An sich ist die Konstellation mit Jackie zu reisen ideal. Natürlich insbesondere hier in Frankreich, wo sie sowohl die Sprache spricht, als auch in jeder großen Stadt Freunde hat, bei welchen wir unterkommen können. Doch auch grundlegend sind Jackie und ich hervorragende Reisekumpanen. An fast allem interessiert, willig früh aufzustehen und den ganzen Tag auf den Beinen zu verbringen. Aber auch sofort einig, dass wir weder den Eifelturm sehen müssen noch die Mona Lisa. Dafür werden die Museen der Stadt erkundet, zum Teil 12h am Tag.

 

Von Paris aus geht es mit dem Zug nach Lyon. Dort nutzen wir vor allem die öffentlichen Fahrräder, welche man sich für 30min umsonst ausleihen kann. Dies artet zu einer Tour von Radstation zu Radstation zu beiden Seiten der Rhone aus. Diese Stadt ist einfach wunderschön und mehr und mehr wird mir klar, dass ich für eine ausgedehnte Tour nach Frankreich zurück kehren muss.

Von Lyon holt uns Jackies Vater mit seinem Kleinflugzeug ab, welches ich dann sogar zum Teil steuere. So unruhig wie dieses in der Luft liegt so sehr bin ich von den weichen Landungen der Passagierflugzeuge beeindruckt, auch wenn wir sogar auf einer einfachen Wiese landen können. Jackie Eltern sind zuvorkommen und die zweite Frau ihres Vaters führt uns an einem Mittag in Marseille sogar zum Muscheln und Schnecken Essen aus. Wir machen Jackies Kleinstadt mit den Rädern unsicher und ich koche an einem Abend Curryfisch mit meinen ersten selbst zubereiteten Calamari als Vorspeise.  

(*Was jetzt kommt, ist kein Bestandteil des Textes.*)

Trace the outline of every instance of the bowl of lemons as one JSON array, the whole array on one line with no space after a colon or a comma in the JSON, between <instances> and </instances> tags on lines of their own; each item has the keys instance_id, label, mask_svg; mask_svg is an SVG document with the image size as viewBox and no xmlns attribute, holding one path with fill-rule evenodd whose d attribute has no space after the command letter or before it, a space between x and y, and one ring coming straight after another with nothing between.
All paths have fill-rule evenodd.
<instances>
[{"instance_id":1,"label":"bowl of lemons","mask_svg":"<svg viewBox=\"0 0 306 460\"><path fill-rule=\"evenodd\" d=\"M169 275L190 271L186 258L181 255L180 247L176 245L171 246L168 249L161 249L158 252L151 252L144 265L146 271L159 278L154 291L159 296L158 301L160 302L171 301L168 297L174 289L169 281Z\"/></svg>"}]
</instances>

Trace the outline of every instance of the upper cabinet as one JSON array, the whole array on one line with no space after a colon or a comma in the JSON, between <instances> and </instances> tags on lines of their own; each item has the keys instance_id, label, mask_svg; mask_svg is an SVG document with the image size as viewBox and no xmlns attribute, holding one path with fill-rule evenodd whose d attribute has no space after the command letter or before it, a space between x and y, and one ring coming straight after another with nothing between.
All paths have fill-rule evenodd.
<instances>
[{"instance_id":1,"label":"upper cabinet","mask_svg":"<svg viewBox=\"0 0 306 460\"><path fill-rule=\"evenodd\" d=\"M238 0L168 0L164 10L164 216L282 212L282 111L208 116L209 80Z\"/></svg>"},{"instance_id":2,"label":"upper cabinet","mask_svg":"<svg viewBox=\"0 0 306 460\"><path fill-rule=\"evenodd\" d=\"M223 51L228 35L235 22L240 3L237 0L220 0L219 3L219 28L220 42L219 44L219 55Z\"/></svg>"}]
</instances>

Ein Bekanntschaft vom ersten Abend in Paris führt mich zu guter Letzt noch in die viertgrößte Stadt Frankreichs, Toulouse. Allerdings nur für einen verrückt ungewöhnlichen Abend. Aurelien, welcher in Kanada Musik studiert, bringt mich in eine Wohnung und gefühlt direkt in die 60er Jahre. Hier wird Swing und Jazz improvisiert, annähernd jeder der rund 20 Anwesenden hat mindestens ein Instrument dabei. Es wird aufgespielt, getrunken und geraucht bis weit nach Mitternacht ein Nachbar zögerlich um Ruhe bittet, was ich in dem alten Haus und an einem Wochentag umso beeindruckender finde. Aber damit ist die Party noch lange nicht vorbei. In den Morgenstunden suchen sich die Müden dann nach und nach Schlafplätze. Ich habe es mit einem Bett, welches als Couch dient, gut getroffen. Meine Rückfahrt mit einer Mitfahrgelegenheit misslingt und so geht es nach einem herrlichen späten Frühstück mit gebratenen Eiern und frischem Brot vom Bäcker um die Ecke mit dem Zug zurück zu Jackie.

 

Jackie und ich planen unsere Reiseabendteuer nächstes Jahr in Asien fortzusetzen, aber jetzt geht es für mich erst einmal nach Hause um in wenigen Tagen mit meiner Mum für eine Woche wohlverdient im all-inclusive LIDL-Reisen-Schnäppchen Urlaub in Tunesien auszuspannen.